Di Toro Alessandro, Giuliani Lorenzo, Smirnova Alexandra, Favalli Valentina, Serio Alessandra, Urtis Mario, Grasso Maurizia, Arbustini Eloisa
Centre for Inherited Cardiovascular Diseases, IRCCS Foundation University Hospital Policlinico San Matteo, Pavia, Italy.
InGenomics srls, Pavia Technopole, Pavia, Italy.
Eur Heart J Suppl. 2020 Nov 18;22(Suppl L):L6-L10. doi: 10.1093/eurheartj/suaa124. eCollection 2020 Nov.

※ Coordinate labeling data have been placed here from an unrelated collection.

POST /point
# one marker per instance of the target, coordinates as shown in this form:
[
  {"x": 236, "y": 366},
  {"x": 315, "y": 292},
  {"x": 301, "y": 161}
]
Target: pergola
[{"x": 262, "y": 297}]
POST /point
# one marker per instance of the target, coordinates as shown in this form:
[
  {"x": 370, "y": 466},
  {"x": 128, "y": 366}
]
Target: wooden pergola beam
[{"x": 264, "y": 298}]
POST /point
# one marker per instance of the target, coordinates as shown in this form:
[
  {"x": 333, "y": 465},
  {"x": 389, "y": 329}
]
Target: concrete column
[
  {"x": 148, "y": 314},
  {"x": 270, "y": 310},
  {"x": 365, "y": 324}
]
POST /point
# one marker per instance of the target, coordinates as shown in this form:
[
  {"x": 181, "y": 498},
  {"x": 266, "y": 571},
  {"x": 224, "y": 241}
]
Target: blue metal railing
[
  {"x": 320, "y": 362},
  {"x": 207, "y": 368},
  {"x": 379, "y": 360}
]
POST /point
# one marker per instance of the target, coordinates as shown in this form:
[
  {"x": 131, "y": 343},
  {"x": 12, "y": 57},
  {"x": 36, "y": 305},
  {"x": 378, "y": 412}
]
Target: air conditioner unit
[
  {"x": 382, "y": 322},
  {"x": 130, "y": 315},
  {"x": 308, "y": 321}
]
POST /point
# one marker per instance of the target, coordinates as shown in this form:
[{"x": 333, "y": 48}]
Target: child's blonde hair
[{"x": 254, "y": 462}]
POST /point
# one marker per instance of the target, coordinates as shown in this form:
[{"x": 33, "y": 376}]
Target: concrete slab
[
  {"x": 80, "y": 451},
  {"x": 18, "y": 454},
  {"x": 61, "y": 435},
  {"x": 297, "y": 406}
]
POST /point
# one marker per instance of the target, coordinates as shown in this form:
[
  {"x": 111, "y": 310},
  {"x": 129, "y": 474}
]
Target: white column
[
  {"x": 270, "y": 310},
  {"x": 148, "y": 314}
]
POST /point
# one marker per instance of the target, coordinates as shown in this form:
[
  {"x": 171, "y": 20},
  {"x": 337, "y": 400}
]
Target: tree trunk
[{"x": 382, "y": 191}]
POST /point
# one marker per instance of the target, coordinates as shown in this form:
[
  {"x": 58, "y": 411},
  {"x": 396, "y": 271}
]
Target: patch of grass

Left ventricular non-compaction (LVNC) is defined by the triad: prominent trabecular anatomy, thin compacted layer, and deep inter-trabecular recesses. No person, sick or healthy, demonstrates identical anatomy of the trabeculae; their configuration represents a sort of individual dynamic 'cardiac fingerprinting'. LVNC can be observed in healthy subjects with normal left ventricular (LV) size and function, in athletes, in pregnant women, as well as in patients with haematological disorders, neuromuscular diseases, and chronic renal failure; it can be acquired and potentially reversible. When LVNC is observed in patients with dilated cardiomyopathy (DCM), hypertrophic cardiomyopathy, restrictive cardiomyopathy, or arrhythmogenic cardiomyopathy, the risk exists of misnaming the cardiomyopathy as 'LVNC cardiomyopathy' rather than properly describe, i.e. a 'DCM associated with LVNC'. In rare infantile CMPs (the paradigm is tafazzinopathy or Barth syndrome), the non-compaction (NC) is intrinsically part of the cardiac phenotype. The LVNC is also common in congenital heart disease (CHD) as well as in chromosomal disorders with systemic manifestations. The high prevalence of LVNC in healthy athletes, its possible reversibility or regression, and the increasing detection in healthy subjects suggest a cautious use of the term 'LVNC cardiomyopathy', which describes the morphology, but not the functional profile of the cardiac disease. Genetic testing, when positive, usually reflects the genetic causes of an underlying cardiomyopathy rather than that of the NC, which often does not segregate with CMP phenotype in families. Therefore, when associated with LV dilation and dysfunction, hypertrophy, or CHD, the leading diagnosis is cardiomyopathy or CHD followed by the descriptor LVNC.
左心室心肌致密化不全(LVNC)由以下三联征定义:显著的小梁结构、薄的致密层和深陷的小梁间隐窝。无论患病与否,没有人的小梁结构完全相同;其形态代表了一种个体动态的“心脏指纹”。LVNC可见于左心室(LV)大小和功能正常的健康受试者、运动员、孕妇以及患有血液系统疾病、神经肌肉疾病和慢性肾衰竭的患者;它可能是后天获得的且具有潜在可逆性。当在扩张型心肌病(DCM)、肥厚型心肌病、限制型心肌病或致心律失常性心肌病患者中观察到LVNC时,存在将心肌病错误命名为“LVNC心肌病”而不是正确描述为“与LVNC相关的DCM”的风险。在罕见的婴儿型心肌病(典型例子是tafazzinopathy或Barth综合征)中,心肌致密化不全(NC)是心脏表型的内在组成部分。LVNC在先天性心脏病(CHD)以及伴有全身表现的染色体疾病中也很常见。LVNC在健康运动员中的高患病率、其可能的可逆性或消退以及在健康受试者中检测到的增加,提示应谨慎使用“LVNC心肌病”这一术语,该术语描述的是心脏病的形态而非功能特征。基因检测呈阳性时,通常反映的是潜在心肌病的遗传原因,而非NC的遗传原因,NC在家族中往往不与心肌病表型共分离。因此,当与LV扩张和功能障碍、肥厚或CHD相关时,主要诊断为心肌病或CHD,随后加上描述词LVNC。